Courtney Howard is a LAFCA, OFCS and AWFJ member, as well as a Rotten Tomatometer-approved film critic. Her work has been published on Variety, She Knows and Awards Circuit.
Courtney Howard // Film Critic
The common school of thought in Hollywood is that stories about nuns don’t sell – but in fact, they actually do! From 1947’s cutting-edge Powell-Pressburger thriller BLACK NARCISSUS, to when Audrey Hepburn donned a habit in 1959’s THE NUN’S STORY, to 1992’s comedic farce SISTER ACT, to 2008’s tense drama DOUBT, there have been all sorts of cinematic tales about that kind of sisterhood. Let’s also not forget about DEAD MAN WALKING, THE SOUND OF MUSIC, AGNES OF GOD and, of course, NUNS ON THE RUN. Ironically, though these women married to God take a vow of poverty, making films about them is quite the lucrative business. Writer-director Maggie Betts’ NOVITIATE puts its own unique stamp on the subgenre, telling a coming-of age story for one woman and the church itself. It’s a blistering, haunting portrait of commitment, sacrifice and dedication – one that eases you into its world with elegant precision. Deeply enthralling, it’s as provocative as it is progressive.
Introspective, sensitive, seventeen-year-old Cathleen (Margaret Qualley) has just fallen in love. But not with just any boy – God. Drawn in by the mystery and romance of a life driven by worship and servitude, she’s heard the calling and chosen to answer it. Her loving, headstrong single mom Nora (Julianne Nicholson, whose masterful precision and pathos should catch awards attention) will have none (nun?) of this as it means losing her daughter to something she herself doesn’t believe and understand.

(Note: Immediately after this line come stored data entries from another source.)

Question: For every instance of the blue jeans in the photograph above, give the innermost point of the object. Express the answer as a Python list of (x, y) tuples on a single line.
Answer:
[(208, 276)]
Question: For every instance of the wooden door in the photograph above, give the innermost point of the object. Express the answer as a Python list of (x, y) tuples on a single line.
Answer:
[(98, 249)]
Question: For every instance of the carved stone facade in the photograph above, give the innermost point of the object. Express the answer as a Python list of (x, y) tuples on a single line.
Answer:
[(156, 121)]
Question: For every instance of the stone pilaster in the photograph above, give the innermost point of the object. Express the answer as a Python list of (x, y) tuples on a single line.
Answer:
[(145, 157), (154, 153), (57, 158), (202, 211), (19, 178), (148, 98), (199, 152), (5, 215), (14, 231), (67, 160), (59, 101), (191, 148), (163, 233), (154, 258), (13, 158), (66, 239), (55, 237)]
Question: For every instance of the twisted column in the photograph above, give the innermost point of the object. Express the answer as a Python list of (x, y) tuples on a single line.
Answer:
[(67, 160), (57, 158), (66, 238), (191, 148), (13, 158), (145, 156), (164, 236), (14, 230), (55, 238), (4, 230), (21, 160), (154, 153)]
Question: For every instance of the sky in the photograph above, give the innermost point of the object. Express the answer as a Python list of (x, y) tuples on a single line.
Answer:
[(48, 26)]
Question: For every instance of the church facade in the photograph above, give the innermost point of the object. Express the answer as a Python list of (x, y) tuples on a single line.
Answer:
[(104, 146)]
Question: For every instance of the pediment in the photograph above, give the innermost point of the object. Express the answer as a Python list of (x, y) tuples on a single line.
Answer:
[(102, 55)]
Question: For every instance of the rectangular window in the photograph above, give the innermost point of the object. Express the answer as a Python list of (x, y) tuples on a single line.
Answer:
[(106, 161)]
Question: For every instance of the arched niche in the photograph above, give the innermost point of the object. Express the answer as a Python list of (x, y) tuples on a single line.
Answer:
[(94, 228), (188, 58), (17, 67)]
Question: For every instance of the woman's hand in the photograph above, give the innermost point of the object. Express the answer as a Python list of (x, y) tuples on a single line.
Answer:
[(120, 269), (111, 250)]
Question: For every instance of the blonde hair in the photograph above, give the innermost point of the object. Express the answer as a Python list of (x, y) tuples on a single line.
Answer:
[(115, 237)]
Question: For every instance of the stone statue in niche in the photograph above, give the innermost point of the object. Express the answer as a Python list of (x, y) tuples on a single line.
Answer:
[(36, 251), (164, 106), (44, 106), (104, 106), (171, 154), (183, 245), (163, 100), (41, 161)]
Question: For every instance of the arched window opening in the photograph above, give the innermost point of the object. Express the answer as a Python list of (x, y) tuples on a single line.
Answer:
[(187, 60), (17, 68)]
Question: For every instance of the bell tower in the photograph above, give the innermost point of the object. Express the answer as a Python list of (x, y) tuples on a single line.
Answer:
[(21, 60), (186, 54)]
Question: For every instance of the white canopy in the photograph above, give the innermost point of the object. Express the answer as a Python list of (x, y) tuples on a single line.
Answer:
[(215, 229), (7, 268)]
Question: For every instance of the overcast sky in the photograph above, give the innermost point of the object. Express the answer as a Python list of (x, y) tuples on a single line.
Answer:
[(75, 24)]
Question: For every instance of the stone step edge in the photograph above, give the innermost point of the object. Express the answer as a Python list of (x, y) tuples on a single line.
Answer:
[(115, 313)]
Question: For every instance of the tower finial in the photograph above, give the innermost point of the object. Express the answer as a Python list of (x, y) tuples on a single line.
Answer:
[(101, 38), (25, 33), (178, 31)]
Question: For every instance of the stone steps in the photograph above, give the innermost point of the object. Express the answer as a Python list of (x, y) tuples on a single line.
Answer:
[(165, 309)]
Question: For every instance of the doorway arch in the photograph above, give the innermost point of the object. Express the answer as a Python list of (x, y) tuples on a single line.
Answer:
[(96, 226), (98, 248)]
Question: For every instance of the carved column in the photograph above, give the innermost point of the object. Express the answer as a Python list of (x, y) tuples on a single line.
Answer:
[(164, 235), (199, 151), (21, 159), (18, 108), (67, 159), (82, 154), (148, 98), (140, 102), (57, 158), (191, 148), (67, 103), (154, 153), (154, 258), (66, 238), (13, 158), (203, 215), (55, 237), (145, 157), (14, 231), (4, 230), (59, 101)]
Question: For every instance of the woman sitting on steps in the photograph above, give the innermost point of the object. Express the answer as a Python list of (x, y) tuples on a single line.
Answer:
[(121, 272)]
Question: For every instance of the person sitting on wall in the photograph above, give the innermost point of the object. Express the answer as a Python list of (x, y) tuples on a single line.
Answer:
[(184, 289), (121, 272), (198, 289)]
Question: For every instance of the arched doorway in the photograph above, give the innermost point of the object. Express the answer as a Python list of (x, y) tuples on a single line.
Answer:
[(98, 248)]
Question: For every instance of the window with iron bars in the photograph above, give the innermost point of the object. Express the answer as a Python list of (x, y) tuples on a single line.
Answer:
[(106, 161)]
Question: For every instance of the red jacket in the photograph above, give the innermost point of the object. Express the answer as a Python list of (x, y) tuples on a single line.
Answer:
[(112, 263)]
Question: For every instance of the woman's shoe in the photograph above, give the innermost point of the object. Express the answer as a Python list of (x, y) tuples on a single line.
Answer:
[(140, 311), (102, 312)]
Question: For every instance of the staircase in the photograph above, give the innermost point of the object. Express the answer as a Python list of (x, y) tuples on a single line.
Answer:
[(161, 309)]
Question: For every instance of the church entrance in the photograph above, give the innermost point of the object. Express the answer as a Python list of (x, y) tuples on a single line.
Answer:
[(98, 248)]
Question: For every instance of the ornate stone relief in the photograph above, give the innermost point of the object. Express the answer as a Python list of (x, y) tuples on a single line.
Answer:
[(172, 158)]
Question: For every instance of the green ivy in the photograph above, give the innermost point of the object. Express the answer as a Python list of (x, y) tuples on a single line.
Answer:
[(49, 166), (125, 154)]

Cathleen joins the Order of the Sisters of Blessed Rose, a picturesque convent overseen by tyrannical disciplinarian Reverend Mother Marie St. Claire, who demands excellence and enforces harsh punishments. As Cathleen, who’s struggling with feelings about faith and sexuality, rises in the ranks from postulate to novitiate (the stage prior to full-fledged nun), the Church is experiencing similar sweeping changes in the form of Vatican II. Mother Superior is reticent to accept those radical changes, clinging to the past ways, sending her into an existential crisis. With everyone locked in a state of inner-conflict, it’s amazing anyone’s got the time to do the work.
Even though we’ve seen cloistered living shown cinematically before, Betts’ thoughtful pondering on these women’s trespasses, travails and tribulations is refreshing. Her technique for world-building is astonishing. I never thought a film about this spiritual process (which I’m not a part of) could be so electric and enthralling. I also never thought of nuns being so frisky. She introduces the “rules of the world” with a graceful touch. The location augments the narrative’s atmospheric tension. Climaxing on the reading of Vatican II was a brilliant way to sustain the taut, stifling atmosphere. She incorporates that world’s main characters terrifically. It takes quite the director to reign in Leo, who, for me, consistently tends to be too hammy in most of her roles. However, Leo delivers a masterful take on the conflicted nun here. That said, for those who love her over-the-top qualities more than I, Betts does carve out one sequence where Leo is allowed to really go for it, literally throwing herself on the altar.
Where it falters is when it comes to the supporting roles as they’re not nearly as defined – a necessary thing in a movie like this. It’s ironic that it’s important to define these young ladies’ personalities while their journey is that of shunning a sense of self. While I would’ve valued more of a GIRL INTERRUPTED approach when it came to the supporting ensemble, I do appreciate that Betts allows a few moments to let those characters shine – like Sister Emily (Liana Liberato, who brings a sweet, endearing innocence), Sister Mary Grace (Dianna Agron, who brings an enlightened thoughtfulness) and Sister Emanuel (Rebecca Dayan, who brings a resolute grace and vulnerability).
NOVITIATE opens on October 27 in limited release.